The extra screens just allow you to watch more charts, more often. More potential setups. But it doesn’t mean you should be trading more. They’re helpful for spotting more…

But remember, volatile stocks can move fast. That’s the beauty and the obstacle. You can’t watch and trade a bunch of volatile stocks all at once. Focus on only the best setups.

Let’s finish up with the…

Trading Lesson of the Week

With volatile stocks, you have to be willing to take small gains. Small gains really do add up. This is how you can grow your small account. I didn’t get rich starting with a big account. Not ONE of my top students got rich starting with a big account.*

But remember this…

Because a lot of people are almost getting it … They’re saying, “OK, small gains add up.” I’m thinking very small… maybe $50 or $100 at a time. But that’s gonna take a while, right?

So here’s the key: How you make the $30, $50, or $70 matters. Because later — to achieve exponential growth — you’ll have to scale up.

So when you take those small gains, are you doing it on volatile stocks where you have a small position size?

Let’s look at an example…

Volatile Stocks and the Science of Exponential Growth

Let’s say you make $100 profit on a 1,000-share position. Later you can take the same exact trade but with a bigger position size.

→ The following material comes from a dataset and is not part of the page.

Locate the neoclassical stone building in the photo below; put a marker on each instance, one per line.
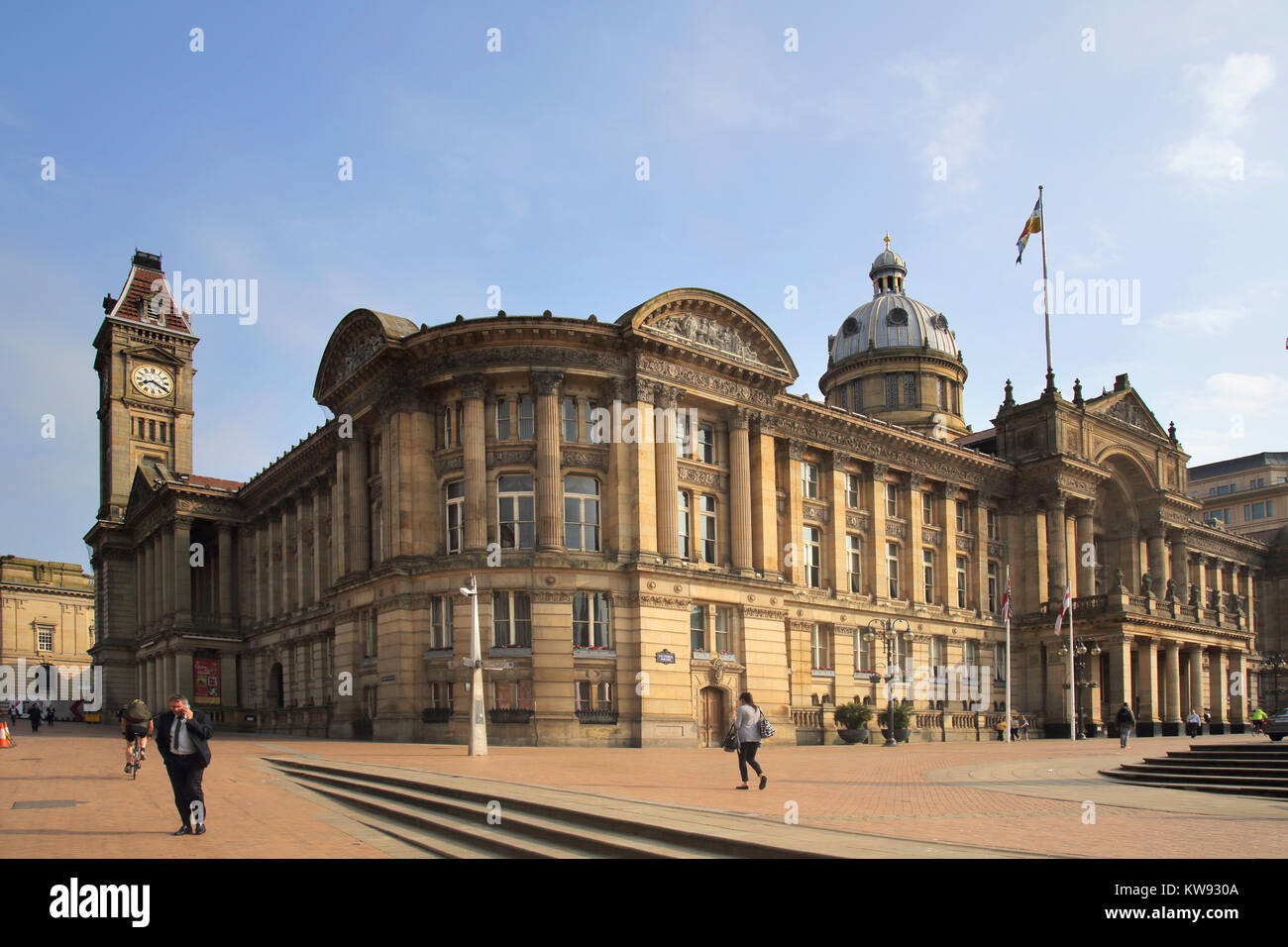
(655, 525)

Let’s say you take 10,000 shares — then you’d make $1,000 on the same trade. Or 100,000 shares, you’d make $10,000…

The key is … it’s very important you’re trading volatile stocks. Then it’s a matter of working on the process and learning the rules.

If you’re serious about gaining freedom through trading, watch the 11-minute video below. It’s one of the most important lessons I’ve ever shared. Watch it twice. Take notes.

Why My Strategies Don’t Work for High-Priced Stocks

So some people get the idea of small gains, but they try to apply it to big companies.

“Take small gains … OK … I’ll just trade Amazon and take a small gain.” 


With small gains on volatile stocks, you use the same process and increase position size.

So you need to trade low-priced volatile stocks. That’s the key.

If you make $100 profit on a $1 stock, you can size up later.

If you make $100 on a $1,000 stock … sorry, you can’t even buy another share.